必要な戦力を手放したくないチームが、移籍を求めるクラブからの要請を撥ねつけ、聞く耳を持たないのは当然だ。だが、前園はスペイン行きを切望した。自分のサッカー人生を賭けて欧州でのプレーを望んだ。しかし、ついにクラブ側が彼の願いに耳を傾けることはなかった。
前園の希望を叶えようとした次原も、クラブ側と対立した。この時期、腹を割って相談できる相手は中田一人だった。
結局、この時点での移籍を諦めざるを得なかった前園は、クラブへの信頼を失い、モチベーションも下がった。海外移籍に関しての情報の開示や肖像権などに関しても、ことごとくクラブ側と衝突した。
Jリーグ一わがままな男と呼ばれるようになった前園がもう一度サッカーへの情熱を取り戻すには、もはや国内でもクラブを移る以外なかった。
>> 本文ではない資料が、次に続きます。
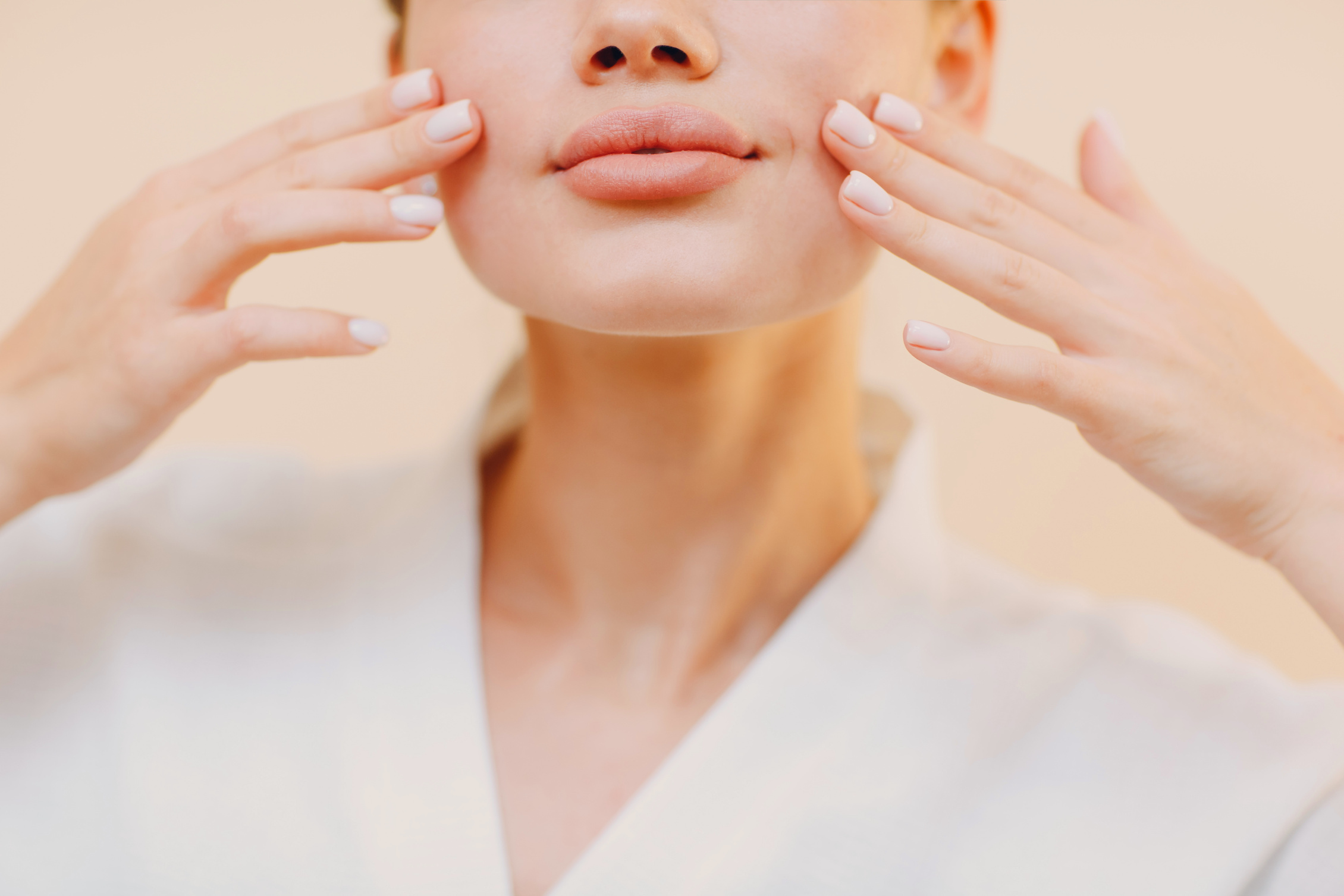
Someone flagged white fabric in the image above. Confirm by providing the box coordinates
[0,386,1344,896]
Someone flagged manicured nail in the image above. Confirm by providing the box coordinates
[425,99,472,144]
[906,321,952,352]
[840,171,896,215]
[827,99,878,149]
[350,317,392,348]
[1092,109,1129,156]
[388,193,444,227]
[872,93,924,134]
[392,68,434,112]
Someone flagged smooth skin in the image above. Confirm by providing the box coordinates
[0,73,481,524]
[0,0,1344,896]
[824,91,1344,639]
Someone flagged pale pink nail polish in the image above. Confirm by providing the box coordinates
[827,99,878,149]
[425,99,473,144]
[392,68,434,112]
[872,93,924,134]
[348,317,392,348]
[840,171,896,215]
[388,193,444,227]
[906,321,952,352]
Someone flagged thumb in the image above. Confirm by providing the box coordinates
[197,305,390,373]
[1078,109,1180,239]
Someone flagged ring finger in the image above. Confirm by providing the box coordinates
[822,102,1121,293]
[230,99,481,199]
[840,172,1123,351]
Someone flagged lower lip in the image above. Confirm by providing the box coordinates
[563,149,750,200]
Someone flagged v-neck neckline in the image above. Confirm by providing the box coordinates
[459,392,945,896]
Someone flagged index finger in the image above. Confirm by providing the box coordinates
[174,68,444,191]
[872,93,1132,246]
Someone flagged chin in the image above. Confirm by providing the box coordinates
[449,180,877,336]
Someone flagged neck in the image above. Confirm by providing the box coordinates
[482,297,872,697]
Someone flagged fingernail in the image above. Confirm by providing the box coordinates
[392,68,434,112]
[1092,109,1129,156]
[827,99,878,149]
[425,99,472,144]
[388,193,444,227]
[350,317,392,348]
[906,321,952,352]
[840,171,896,215]
[872,93,924,134]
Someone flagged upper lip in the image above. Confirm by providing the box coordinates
[555,103,753,171]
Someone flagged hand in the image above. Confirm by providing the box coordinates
[822,94,1344,637]
[0,70,481,524]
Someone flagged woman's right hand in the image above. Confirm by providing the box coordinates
[0,70,481,524]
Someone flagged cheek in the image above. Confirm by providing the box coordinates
[409,3,930,335]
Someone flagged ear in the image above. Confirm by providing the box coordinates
[387,27,406,78]
[929,0,998,133]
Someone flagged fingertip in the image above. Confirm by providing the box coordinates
[346,317,392,351]
[840,171,896,218]
[425,99,480,144]
[1091,106,1129,156]
[388,68,442,112]
[903,320,952,352]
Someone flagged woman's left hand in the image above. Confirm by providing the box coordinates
[822,94,1344,638]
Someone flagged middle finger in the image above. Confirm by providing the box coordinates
[822,100,1120,295]
[230,99,481,192]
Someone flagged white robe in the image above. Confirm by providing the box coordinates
[0,376,1344,896]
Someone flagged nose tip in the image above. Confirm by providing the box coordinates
[574,0,719,84]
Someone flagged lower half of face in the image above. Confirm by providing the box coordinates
[406,0,927,336]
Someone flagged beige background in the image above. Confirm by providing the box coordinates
[0,0,1344,678]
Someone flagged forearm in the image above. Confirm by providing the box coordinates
[1267,489,1344,642]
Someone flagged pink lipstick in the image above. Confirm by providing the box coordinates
[555,103,755,200]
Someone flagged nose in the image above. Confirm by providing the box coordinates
[574,0,719,84]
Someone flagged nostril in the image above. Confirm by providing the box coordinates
[653,46,689,66]
[593,47,623,70]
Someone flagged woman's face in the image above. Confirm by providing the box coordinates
[404,0,931,335]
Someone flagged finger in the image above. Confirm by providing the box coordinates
[821,100,1121,289]
[905,321,1110,429]
[183,305,388,376]
[231,99,481,192]
[174,190,444,304]
[840,172,1123,349]
[184,68,444,191]
[1078,110,1182,246]
[872,94,1129,246]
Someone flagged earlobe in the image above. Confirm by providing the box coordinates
[927,0,997,133]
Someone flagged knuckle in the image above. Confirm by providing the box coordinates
[275,152,317,190]
[972,187,1022,232]
[222,307,262,357]
[998,253,1039,298]
[903,211,932,246]
[219,196,266,246]
[1023,354,1059,398]
[1003,159,1045,196]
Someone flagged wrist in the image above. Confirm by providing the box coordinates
[1263,469,1344,641]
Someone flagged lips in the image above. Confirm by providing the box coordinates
[557,103,755,200]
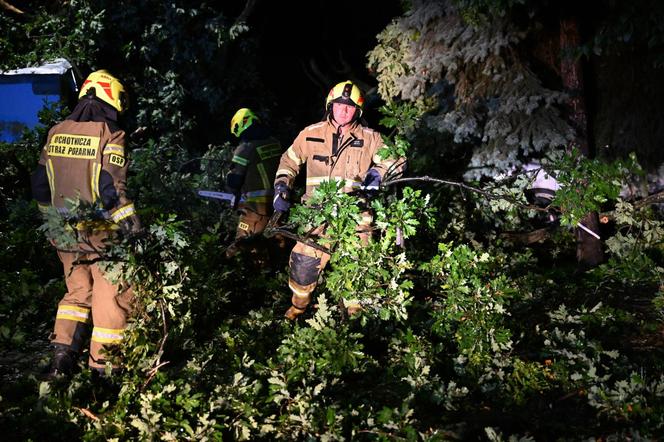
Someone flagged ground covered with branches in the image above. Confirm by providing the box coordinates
[0,0,664,441]
[0,111,664,440]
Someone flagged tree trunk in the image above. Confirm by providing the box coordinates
[560,17,604,268]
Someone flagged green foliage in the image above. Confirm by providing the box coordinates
[552,150,642,226]
[422,244,515,369]
[0,0,664,441]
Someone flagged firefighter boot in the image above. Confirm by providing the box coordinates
[46,344,78,379]
[284,305,305,321]
[284,279,316,321]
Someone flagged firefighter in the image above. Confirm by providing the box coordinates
[225,108,283,261]
[273,81,405,320]
[32,70,142,377]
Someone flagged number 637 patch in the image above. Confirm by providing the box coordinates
[108,154,126,167]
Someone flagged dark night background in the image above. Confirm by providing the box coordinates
[224,0,402,143]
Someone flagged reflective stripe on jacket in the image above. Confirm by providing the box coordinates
[230,137,283,205]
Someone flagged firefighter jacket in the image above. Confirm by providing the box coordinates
[226,137,283,212]
[32,100,137,240]
[274,120,405,201]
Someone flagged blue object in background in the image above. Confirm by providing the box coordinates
[0,59,78,143]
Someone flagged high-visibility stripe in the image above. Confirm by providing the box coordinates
[111,203,136,223]
[90,327,125,344]
[256,143,281,160]
[244,196,272,203]
[359,215,373,226]
[90,163,101,203]
[371,154,396,168]
[275,169,295,176]
[288,281,314,299]
[231,155,249,166]
[55,305,90,323]
[46,159,55,204]
[286,146,304,166]
[256,163,270,187]
[103,144,124,157]
[244,189,274,198]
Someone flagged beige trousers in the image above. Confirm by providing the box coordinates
[51,251,133,368]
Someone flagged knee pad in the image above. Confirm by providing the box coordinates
[290,253,320,285]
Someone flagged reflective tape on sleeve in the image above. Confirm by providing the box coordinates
[111,203,136,223]
[103,144,124,157]
[55,305,90,323]
[90,327,125,344]
[275,169,295,176]
[231,155,249,166]
[256,144,281,160]
[286,146,304,166]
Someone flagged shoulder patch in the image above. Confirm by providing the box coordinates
[108,153,126,167]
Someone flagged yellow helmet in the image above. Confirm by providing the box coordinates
[231,107,260,138]
[78,69,129,112]
[325,80,364,117]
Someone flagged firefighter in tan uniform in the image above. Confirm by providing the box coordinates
[273,81,404,320]
[32,70,141,376]
[226,108,283,256]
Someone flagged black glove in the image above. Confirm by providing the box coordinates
[362,169,382,190]
[272,183,290,212]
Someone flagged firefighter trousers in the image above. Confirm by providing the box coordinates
[51,251,133,369]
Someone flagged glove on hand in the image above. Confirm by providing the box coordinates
[272,183,290,212]
[362,169,382,190]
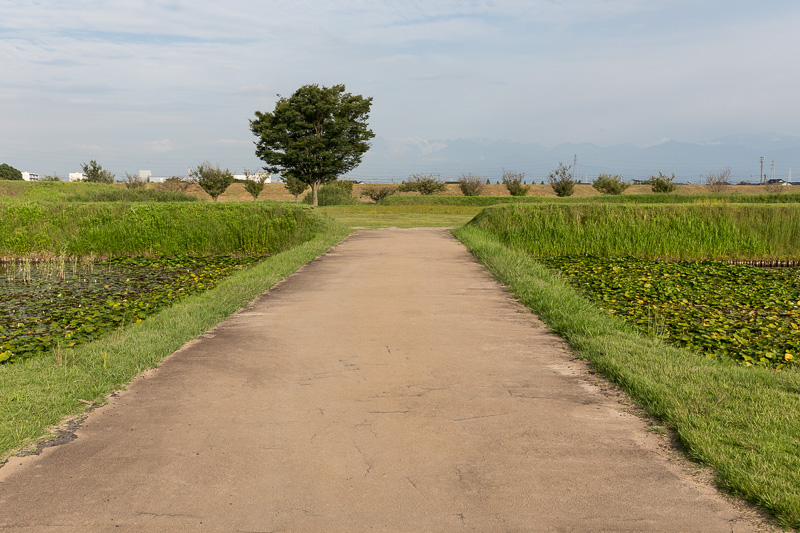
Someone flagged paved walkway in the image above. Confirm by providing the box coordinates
[0,229,754,533]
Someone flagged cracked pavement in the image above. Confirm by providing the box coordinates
[0,228,776,533]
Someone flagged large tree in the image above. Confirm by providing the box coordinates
[250,84,375,205]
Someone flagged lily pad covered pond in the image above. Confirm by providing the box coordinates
[539,256,800,369]
[0,256,260,363]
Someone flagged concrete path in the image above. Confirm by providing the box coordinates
[0,229,768,533]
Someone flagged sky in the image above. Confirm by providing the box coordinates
[0,0,800,181]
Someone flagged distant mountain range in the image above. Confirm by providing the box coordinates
[350,135,800,183]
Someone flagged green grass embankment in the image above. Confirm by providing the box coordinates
[317,204,481,229]
[0,202,321,257]
[0,180,197,202]
[455,211,800,528]
[381,193,800,207]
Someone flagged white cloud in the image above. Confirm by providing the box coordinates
[0,0,800,175]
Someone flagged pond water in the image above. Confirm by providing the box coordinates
[0,256,259,363]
すっかり調子を落とした前園が、ヴェルディ川崎に移籍したのは九七年一月だった。
3.次原への中傷
九八年二月、ある週刊誌が次原を中傷する記事を掲載した。
その記事には、前園と中田にサッカー以外の仕事や人間関係を提供し、そのせいで前園の調子が落ち込んだと記されていた。
誤解を解こうとした中田が出版社へ電話を入れたら、あたかも独占インタビューのように掲載された。次原を庇う中田すらゴシップの当事者にされた。